Vista 2Q25: Results Reinforce Overweight, But Cash Burn and Liquidity Weaken Buffer
Ramp-up execution supports the credit profile, and improved post-quarter-end liquidity eases near-term risk, though 2H25 free cash flow targets remain critical
Key Insights and Recommendations
We maintain our Overweight recommendation on Vista Energy, with a preference for the 2033 notes, which offer a modestly higher yield despite lower duration risk.
Vista reported 2Q25 results marked by a strong operational ramp-up and the first quarter of consolidated results following the PEPASA acquisition. The company delivered adjusted EBITDA of $405 million, up 46.9% QoQ and 40.3% YoY, coming in 2.0% above consensus, supported by a 46% sequential increase in production to 118.0 Mboe/d. This reflected the inclusion of 50% of La Amarga Chica, which returned to 4Q24 production levels.
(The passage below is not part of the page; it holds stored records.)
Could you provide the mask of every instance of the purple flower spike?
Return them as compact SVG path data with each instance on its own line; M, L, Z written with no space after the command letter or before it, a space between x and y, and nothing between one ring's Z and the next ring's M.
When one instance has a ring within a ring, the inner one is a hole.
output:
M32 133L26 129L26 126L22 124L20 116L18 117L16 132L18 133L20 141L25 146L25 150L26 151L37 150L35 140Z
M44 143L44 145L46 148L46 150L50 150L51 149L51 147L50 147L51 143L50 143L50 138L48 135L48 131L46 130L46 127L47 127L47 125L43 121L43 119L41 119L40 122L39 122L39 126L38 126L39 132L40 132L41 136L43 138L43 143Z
Despite a 9.3% sequential decline in realized oil prices, adjusted EBITDA margin expanded 3.4 pp QoQ to 66.3%, driven by the elimination of trucking costs and continued operating efficiency. In 2Q25, 84% of domestic oil volumes were sold at export parity-linked prices, while the remaining 16% of total oil sales were exports. As a result, all of Vista’s oil volumes, both domestic and exported, were effectively sold at export parity pricing.